Translation:I am going home.

April 28, 2013

76 Comments


https://www.duolingo.com/profile/ido898

way Hause speelt with e at the end?


https://www.duolingo.com/profile/Garthof

In some cases where Haus is in dativ, specially after the prepositions "nach" and "zu", it is written with an -e at the end. You must remember that "Ich gehe nach Hause" means "I go home", and "Ich bin zu Hause" means "I am at home". This is a very very special case.
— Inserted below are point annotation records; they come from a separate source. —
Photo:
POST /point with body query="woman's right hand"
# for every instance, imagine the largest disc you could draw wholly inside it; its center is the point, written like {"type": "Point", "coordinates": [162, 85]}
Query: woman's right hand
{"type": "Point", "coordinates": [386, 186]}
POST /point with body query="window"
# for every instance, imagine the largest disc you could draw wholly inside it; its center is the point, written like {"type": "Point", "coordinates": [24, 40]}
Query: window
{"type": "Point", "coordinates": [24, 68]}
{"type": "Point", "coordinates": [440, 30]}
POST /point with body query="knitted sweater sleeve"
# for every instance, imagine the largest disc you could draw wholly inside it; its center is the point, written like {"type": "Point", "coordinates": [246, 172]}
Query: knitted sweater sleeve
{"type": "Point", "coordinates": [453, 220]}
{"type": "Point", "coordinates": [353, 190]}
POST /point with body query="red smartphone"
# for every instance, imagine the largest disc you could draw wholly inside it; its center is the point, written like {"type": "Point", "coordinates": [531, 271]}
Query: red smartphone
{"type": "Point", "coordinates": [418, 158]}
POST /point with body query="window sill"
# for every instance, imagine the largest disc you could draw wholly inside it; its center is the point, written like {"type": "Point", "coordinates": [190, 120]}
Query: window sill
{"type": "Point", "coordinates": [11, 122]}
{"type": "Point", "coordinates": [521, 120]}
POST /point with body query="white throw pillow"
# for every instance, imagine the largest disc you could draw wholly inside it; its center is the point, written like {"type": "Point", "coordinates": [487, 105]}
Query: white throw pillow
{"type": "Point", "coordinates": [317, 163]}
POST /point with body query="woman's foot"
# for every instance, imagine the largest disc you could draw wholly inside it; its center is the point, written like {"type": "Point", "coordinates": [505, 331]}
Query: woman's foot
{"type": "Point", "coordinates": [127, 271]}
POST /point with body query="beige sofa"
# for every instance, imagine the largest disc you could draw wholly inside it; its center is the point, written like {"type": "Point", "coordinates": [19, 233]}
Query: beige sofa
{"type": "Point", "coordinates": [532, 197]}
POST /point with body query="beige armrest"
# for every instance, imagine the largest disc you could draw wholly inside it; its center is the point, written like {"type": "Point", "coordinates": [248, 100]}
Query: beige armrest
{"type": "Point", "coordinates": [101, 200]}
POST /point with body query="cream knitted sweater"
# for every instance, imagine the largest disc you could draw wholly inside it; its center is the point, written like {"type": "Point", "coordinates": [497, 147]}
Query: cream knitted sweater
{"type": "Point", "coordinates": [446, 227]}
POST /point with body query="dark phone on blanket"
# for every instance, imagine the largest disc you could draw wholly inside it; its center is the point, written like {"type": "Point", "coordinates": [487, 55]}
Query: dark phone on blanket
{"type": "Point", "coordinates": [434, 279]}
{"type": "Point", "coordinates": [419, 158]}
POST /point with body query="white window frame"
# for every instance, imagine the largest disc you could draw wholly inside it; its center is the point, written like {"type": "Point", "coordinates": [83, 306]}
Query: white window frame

https://www.duolingo.com/profile/sionekaka

its false 'i go to the house?


https://www.duolingo.com/profile/Garthof

I am not an English native speaker, but I think that "I go home" is the commonly accepted idiom to say "I go to the place where I live". "I go to the house" does not mean exactly the same, it rather means that you go to "some specific house" that you and your interlocutor just happen to know.


https://www.duolingo.com/profile/iserikov

The commonly accepted idom would be I'm* going home btw


https://www.duolingo.com/profile/mattttw

sure, but what if you're going to a house that is not your own house


https://www.duolingo.com/profile/tmkrick

what about "I'm going to my house". my is implied of course, and means the same thing as going home.


https://www.duolingo.com/profile/Garthof

I guess an native speaker would be able to understand what you mean, but I would say "I go home" is the usual way of saying it.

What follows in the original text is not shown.